California governor defends progressive values, says they’re an ‘antidote’ to populism on the right
SACRAMENTO, Calif. (AP) — Gov. Gavin Newsom used his State of the State address on Tuesday to boost President Joe Biden ahead of Thursday’s pivotal presidential debate, comparing Donald Trump’s version of the Republican Party to the rise of fascism prior to World War II and offering Democrats’ ideals as “an antidote to the poisonous populism of the right.”
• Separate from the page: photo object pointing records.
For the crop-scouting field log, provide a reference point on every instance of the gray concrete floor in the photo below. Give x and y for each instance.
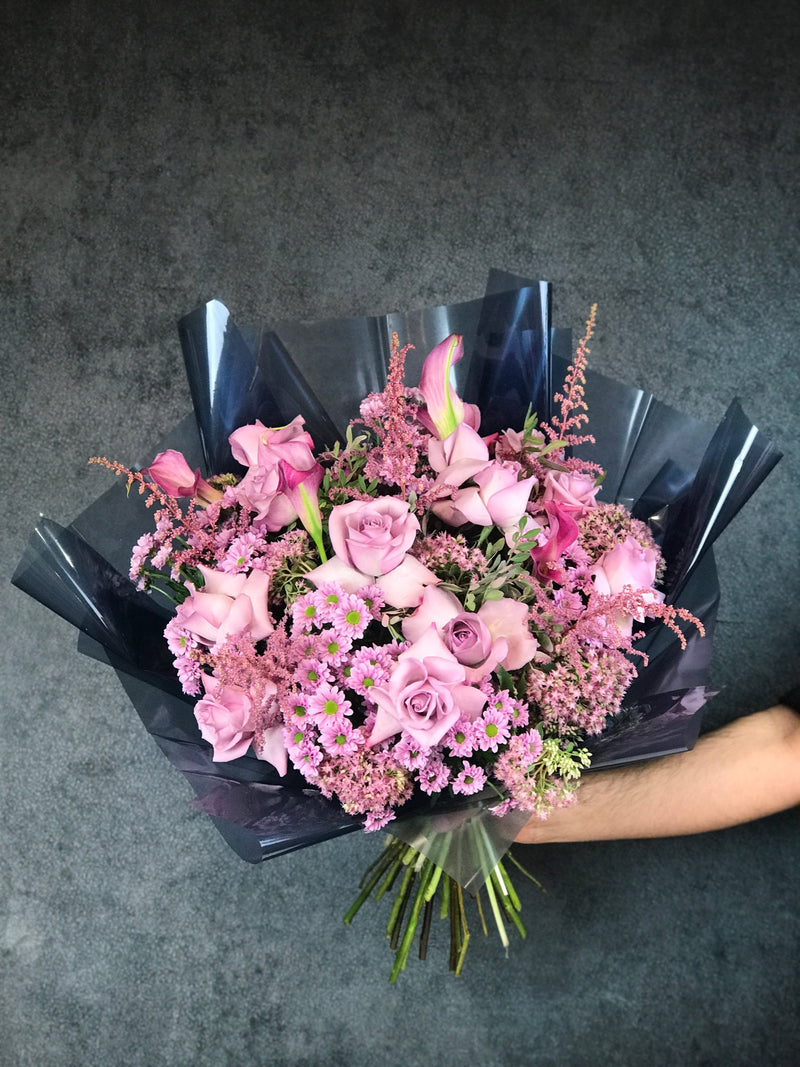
(305, 160)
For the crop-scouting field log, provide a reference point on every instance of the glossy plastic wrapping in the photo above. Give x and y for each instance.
(687, 480)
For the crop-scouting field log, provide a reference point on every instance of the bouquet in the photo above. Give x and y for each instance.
(420, 623)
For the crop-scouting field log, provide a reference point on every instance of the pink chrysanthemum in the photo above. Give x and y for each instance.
(434, 776)
(351, 616)
(339, 738)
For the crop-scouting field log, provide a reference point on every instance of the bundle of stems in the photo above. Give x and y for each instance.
(417, 880)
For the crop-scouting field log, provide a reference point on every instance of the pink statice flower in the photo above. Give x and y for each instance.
(491, 730)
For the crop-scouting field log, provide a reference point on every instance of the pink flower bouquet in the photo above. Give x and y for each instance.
(429, 622)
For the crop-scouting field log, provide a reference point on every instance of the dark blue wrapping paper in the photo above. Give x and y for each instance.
(671, 470)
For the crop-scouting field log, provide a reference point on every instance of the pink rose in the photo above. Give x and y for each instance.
(226, 605)
(498, 498)
(372, 536)
(554, 541)
(572, 491)
(461, 455)
(496, 634)
(426, 695)
(444, 410)
(225, 719)
(171, 472)
(371, 540)
(627, 566)
(280, 461)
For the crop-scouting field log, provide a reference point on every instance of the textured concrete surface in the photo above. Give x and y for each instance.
(310, 159)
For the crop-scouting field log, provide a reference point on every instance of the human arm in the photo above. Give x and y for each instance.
(741, 771)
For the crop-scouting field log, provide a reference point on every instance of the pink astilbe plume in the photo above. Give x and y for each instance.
(573, 413)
Nowhere in Newsom’s speech — which was prerecorded and posted online to his social media channels in a departure from decades of tradition — did he mention Trump or Biden by name. But he used some of Trump’s most incendiary statements to offer a dark contrast of the choice facing Americans in November, comparing it to the eve of World War II when “fascism spread its hate and destruction throughout Europe.”
“When they speak of immigrants poisoning American blood, and of mass deportations and detention camps, this is the language of destruction — of 1939,” Newsom said.
Trump made those comments about immigrants “poisoning the blood of our country” during a campaign rally in Iowa last year, later saying he did not know that Adolf Hitler had once said something similar. Still, the comments have become a key talking point for the left as they paint Trump’s candidacy as a warning for a dark future.